Dachdämmung für Steildächer: Tipps vom Dachdeckermeister Sebastian Weigel aus Bamberg
Posted by PM-Ersteller - 28/07/20 at 11:07:16 a.m.Es gibt drei unterschiedliche Arten, um Steildächer zu dämmen. Geschäftsführer sowie Dachdecker- und Spenglermeister Sebastian Weigel erläutert die Unterschiede.

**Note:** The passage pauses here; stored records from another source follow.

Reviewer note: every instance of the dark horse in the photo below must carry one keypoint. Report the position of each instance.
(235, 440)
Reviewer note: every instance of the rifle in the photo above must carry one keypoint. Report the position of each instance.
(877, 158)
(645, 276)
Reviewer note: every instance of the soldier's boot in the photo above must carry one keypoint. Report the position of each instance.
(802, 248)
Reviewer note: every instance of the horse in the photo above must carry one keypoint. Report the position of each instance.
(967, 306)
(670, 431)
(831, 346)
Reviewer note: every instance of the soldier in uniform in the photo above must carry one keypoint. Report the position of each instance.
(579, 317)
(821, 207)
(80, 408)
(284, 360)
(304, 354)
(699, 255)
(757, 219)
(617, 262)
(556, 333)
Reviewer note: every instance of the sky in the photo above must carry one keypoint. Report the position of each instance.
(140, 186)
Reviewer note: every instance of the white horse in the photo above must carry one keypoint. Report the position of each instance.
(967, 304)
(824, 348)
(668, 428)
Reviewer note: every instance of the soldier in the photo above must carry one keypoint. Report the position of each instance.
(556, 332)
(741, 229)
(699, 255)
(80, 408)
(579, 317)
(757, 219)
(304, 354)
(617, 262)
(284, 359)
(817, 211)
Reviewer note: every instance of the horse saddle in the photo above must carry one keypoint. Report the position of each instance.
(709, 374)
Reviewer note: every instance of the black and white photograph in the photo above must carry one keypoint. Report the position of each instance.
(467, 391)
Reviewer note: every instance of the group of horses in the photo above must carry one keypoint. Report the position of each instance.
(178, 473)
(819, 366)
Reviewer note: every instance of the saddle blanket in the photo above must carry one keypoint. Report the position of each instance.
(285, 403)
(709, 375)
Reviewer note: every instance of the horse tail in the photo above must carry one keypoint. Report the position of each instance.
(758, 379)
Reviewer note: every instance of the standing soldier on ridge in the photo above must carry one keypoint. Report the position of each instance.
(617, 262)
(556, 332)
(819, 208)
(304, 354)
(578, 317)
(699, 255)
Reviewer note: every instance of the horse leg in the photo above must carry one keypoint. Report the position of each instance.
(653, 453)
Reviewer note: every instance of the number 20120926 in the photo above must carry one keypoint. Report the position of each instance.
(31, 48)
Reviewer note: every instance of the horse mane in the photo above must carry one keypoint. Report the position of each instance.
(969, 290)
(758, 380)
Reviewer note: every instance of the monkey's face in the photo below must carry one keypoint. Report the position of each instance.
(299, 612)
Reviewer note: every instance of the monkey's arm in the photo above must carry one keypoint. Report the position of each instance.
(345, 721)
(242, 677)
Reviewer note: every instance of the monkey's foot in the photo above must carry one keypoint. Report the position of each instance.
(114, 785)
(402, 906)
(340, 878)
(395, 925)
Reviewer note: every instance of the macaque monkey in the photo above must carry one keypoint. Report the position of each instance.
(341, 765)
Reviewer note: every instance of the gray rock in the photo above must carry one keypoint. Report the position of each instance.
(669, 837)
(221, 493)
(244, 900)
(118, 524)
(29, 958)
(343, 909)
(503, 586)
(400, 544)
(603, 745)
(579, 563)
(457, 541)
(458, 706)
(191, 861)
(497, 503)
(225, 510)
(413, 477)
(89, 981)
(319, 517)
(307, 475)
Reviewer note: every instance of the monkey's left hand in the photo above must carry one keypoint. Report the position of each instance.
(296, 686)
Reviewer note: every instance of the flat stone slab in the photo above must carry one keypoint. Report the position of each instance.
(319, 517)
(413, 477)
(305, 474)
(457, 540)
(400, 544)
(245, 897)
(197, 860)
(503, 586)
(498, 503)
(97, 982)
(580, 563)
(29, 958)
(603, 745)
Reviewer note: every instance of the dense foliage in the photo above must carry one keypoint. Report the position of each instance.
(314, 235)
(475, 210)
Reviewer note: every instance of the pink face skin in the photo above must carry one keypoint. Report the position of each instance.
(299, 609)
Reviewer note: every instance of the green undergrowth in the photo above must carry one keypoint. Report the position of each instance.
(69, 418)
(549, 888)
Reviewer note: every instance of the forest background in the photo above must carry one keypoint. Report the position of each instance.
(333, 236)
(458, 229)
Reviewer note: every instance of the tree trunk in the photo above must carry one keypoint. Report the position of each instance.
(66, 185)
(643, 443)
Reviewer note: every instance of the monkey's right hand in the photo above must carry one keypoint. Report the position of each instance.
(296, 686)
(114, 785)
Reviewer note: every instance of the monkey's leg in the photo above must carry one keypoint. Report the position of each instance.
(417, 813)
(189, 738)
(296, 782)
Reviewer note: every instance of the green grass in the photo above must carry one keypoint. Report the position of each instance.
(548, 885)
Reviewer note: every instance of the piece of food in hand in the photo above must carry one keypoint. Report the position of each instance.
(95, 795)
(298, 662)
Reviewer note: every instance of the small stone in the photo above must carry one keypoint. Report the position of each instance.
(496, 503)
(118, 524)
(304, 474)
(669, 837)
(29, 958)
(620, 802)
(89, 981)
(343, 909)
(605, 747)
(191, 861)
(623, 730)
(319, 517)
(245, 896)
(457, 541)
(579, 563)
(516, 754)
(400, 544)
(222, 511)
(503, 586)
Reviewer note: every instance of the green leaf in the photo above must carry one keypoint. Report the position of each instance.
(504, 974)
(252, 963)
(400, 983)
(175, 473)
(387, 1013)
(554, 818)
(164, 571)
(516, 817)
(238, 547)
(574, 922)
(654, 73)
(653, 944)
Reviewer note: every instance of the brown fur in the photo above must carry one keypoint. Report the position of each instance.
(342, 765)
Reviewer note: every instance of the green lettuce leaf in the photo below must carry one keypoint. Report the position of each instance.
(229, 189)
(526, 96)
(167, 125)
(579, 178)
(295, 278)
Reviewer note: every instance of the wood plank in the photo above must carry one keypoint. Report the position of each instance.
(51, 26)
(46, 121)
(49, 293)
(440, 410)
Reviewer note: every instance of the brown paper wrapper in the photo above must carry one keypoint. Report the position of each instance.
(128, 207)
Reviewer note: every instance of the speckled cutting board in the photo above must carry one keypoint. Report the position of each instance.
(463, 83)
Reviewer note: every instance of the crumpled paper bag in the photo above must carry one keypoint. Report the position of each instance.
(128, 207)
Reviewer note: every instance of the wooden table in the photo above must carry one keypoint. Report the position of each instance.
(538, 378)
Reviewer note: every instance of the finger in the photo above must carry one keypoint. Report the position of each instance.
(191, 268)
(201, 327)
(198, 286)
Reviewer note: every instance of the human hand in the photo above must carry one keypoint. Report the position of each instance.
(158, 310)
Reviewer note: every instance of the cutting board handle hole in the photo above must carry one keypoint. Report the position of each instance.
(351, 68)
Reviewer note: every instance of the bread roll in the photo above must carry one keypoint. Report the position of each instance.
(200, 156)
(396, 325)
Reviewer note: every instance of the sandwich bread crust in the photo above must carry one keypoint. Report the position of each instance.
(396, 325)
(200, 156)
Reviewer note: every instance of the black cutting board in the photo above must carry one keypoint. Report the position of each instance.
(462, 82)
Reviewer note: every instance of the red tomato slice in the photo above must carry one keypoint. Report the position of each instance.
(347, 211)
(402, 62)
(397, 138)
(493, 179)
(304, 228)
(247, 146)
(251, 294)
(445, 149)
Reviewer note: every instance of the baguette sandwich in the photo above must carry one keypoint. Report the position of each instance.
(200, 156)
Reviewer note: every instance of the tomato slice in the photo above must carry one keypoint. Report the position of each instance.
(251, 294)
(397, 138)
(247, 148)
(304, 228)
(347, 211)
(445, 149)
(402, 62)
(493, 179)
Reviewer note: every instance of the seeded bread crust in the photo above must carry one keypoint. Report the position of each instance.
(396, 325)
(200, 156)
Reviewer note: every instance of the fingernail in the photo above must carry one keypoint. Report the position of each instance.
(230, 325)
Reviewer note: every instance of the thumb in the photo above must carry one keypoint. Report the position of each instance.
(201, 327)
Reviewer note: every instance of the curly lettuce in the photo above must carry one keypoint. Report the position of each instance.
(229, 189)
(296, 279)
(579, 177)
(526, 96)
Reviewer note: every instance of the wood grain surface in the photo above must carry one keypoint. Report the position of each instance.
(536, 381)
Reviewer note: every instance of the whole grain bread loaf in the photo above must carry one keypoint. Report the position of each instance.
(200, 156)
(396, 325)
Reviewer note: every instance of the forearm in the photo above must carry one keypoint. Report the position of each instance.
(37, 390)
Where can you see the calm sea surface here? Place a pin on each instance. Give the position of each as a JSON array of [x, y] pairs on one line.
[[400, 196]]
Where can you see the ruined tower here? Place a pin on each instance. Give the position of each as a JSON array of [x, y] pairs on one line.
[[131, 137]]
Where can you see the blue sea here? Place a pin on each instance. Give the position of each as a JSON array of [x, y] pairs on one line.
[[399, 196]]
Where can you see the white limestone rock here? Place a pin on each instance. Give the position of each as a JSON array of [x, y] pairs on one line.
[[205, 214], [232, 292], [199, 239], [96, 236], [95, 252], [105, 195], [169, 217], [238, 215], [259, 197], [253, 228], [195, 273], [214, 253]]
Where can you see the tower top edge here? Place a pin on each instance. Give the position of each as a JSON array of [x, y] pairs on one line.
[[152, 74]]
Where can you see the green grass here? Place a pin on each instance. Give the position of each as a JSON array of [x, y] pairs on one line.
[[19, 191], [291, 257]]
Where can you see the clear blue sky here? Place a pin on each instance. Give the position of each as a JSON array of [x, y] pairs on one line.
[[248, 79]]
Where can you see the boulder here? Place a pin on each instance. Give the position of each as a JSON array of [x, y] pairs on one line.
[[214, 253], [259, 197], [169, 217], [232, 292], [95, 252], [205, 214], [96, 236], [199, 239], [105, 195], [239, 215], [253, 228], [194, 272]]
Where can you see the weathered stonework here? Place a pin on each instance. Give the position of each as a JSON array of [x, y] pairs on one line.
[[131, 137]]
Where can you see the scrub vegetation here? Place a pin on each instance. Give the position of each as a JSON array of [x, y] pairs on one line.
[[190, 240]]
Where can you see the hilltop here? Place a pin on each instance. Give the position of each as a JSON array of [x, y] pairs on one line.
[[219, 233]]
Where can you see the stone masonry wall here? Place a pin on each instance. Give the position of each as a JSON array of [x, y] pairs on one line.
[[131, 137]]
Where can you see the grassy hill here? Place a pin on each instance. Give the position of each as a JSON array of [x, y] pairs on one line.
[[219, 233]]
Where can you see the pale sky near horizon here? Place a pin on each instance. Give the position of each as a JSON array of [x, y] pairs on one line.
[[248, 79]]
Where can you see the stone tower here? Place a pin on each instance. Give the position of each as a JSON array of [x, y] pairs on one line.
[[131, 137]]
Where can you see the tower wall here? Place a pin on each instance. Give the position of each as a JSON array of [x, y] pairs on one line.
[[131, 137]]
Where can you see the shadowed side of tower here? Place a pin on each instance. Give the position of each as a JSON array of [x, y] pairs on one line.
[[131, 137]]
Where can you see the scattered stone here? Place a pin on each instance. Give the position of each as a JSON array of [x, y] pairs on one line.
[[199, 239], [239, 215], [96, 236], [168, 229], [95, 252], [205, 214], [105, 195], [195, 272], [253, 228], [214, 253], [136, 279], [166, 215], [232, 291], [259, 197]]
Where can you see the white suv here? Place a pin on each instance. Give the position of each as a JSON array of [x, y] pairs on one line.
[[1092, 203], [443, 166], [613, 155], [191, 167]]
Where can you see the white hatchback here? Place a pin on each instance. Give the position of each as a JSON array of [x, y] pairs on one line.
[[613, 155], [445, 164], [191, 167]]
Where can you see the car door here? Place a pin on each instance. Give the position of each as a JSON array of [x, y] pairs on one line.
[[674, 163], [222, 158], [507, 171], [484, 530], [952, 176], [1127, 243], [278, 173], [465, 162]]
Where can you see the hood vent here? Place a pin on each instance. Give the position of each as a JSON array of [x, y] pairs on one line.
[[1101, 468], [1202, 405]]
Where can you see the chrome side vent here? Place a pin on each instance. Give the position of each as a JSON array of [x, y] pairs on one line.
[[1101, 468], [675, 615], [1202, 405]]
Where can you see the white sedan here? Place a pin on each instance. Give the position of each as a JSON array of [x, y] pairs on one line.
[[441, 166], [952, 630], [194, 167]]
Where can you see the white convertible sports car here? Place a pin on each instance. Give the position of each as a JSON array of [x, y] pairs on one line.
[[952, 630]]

„Grundsätzlich gibt es bei Steildächern drei Arten der Dachdämmung“, erklärt Geschäftsführer, Dachdecker- und Spenglermeister Sebastian Weigel. „Die Aufsparrendämmung, das ist der Mercedes unter den dreien, die Zwischensparrendämmung und die Kombination aus Zwischen- und Untersparrendämmung.“ Der Geschäftsführer des Bamberger Dachdeckerunternehmens Weigel-Schrüffer GmbH erläutert die Vor- und Nachteile.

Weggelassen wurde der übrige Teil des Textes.